Data products are increasingly part of our lives. It’s easy to look at the time spent in Facebook or Twitter, but the real changes in our lives will be driven by data that doesn’t look like data: when it looks like a sign saying the next bus will arrive in 10 minutes, or that the price of a hotel reservation for next week is $97. That’s certainly the tack that Apple is taking. If we’re moving to a post-PC world, we’re moving to a world where we interact with appliances that deliver the results of data, rather than the data itself. Music and video may be represented as a data stream, but we’re interested in the music, not the bits, and we are already moving beyond interfaces that force us to deal with its “bitly-ness”: laptops, files, backups, and all that. We’ve witnessed the transformation from vinyl to CD to digital media, but the process is ongoing. We rarely rip CDs anymore, and almost never have to haul out an MP3 encoder. The music just lives in the cloud (whether it’s Amazon’s, Apple’s, Google’s, or Spotify’s). Music has made the transition from overt to covert. So have books. Will you have to back up your self-driving route-optimized car? I doubt it.

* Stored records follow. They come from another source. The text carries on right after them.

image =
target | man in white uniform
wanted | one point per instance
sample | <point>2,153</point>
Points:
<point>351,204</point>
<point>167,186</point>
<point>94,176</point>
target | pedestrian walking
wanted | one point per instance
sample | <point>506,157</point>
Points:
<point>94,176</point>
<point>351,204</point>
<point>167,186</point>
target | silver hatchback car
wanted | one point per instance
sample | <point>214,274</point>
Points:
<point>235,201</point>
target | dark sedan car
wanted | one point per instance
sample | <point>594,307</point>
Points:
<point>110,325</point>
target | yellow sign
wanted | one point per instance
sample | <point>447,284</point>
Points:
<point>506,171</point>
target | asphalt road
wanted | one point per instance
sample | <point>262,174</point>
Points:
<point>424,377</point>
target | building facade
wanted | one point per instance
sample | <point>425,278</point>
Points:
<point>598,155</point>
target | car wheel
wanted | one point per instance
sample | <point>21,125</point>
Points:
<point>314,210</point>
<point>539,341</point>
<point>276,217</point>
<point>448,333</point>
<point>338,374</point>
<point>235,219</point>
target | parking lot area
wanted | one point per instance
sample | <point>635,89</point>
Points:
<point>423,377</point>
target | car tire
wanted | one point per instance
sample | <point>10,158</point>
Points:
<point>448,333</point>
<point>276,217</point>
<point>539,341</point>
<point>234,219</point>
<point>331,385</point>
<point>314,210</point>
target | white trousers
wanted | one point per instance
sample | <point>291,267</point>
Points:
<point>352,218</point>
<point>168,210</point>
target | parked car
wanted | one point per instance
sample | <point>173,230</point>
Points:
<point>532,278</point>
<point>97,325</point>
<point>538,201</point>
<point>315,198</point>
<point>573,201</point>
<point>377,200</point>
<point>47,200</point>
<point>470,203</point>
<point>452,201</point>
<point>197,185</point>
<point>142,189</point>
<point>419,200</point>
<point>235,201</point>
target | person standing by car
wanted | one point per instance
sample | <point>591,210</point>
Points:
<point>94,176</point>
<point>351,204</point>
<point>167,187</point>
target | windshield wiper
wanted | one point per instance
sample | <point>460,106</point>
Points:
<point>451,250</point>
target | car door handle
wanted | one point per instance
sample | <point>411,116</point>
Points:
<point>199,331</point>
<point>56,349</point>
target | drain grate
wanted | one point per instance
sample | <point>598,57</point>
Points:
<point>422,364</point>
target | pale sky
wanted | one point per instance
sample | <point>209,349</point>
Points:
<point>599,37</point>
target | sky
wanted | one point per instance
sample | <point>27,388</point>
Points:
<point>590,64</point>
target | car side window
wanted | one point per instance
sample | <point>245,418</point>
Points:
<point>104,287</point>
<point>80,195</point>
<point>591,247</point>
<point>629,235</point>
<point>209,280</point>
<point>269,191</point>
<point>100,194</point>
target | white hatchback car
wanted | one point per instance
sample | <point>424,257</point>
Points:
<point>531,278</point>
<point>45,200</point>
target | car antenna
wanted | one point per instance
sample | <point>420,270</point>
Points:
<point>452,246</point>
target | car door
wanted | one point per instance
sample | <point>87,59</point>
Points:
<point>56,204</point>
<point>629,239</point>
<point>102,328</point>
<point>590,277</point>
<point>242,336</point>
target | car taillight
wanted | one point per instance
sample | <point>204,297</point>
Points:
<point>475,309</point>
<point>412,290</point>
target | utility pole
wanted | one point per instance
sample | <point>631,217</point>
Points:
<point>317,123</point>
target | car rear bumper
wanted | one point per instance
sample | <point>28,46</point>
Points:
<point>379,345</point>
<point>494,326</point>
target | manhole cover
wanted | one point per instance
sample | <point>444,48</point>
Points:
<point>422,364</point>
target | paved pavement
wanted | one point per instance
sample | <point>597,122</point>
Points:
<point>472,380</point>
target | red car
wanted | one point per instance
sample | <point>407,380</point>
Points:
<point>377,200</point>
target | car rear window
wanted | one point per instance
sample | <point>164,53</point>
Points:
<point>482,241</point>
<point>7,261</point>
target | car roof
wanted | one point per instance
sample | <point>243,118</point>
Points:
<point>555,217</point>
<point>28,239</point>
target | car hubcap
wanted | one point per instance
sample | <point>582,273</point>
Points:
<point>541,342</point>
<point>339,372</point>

Though that car is clearly a data product, the data that drives it will have disappeared from view.
Earlier this year Eric Schmidt said:
Google needs to move beyond the current search format of you entering a query and getting 10 results. The ideal would be us knowing what you want before you search for it…
This controversial and somewhat creepy statement actually captures the next stage in data evolution. We don’t want lists or spreadsheets; we don’t want data as data; we want results that are in tune with our human goals and that cause the data to recede into the background. We need data products that derive their power by mashing up many sources. We need products that deliver their results in human time, rather than as batch processes run at the convenience of a computing system. And most crucially, we need data products that go beyond mere recommendation to discovery. When we have these products, we will forget that we are dealing with data. We’ll just see the results, which will be aligned with our needs.
We are seeing a transformation in data products similar to what we have seen in computer networking. In the ’80s and ’90s, you couldn’t have a network without being intimately aware of the plumbing. You had to manage addresses, hosts files, shared filesystems, even wiring. The high end of technical geekery was wiring a house with Ethernet. But all that network plumbing hasn’t just moved into the walls: it’s moved into the ether and disappeared entirely. Someone with no technical background can now build a wireless network for a home or office by doing little more than calling the cable company. Data products are striving for the same goal: consumers don’t want to, or need to, be aware that they are using data. When we achieve that, when data products have the richness of data without calling attention to themselves as data, we’ll be ready for the next revolution.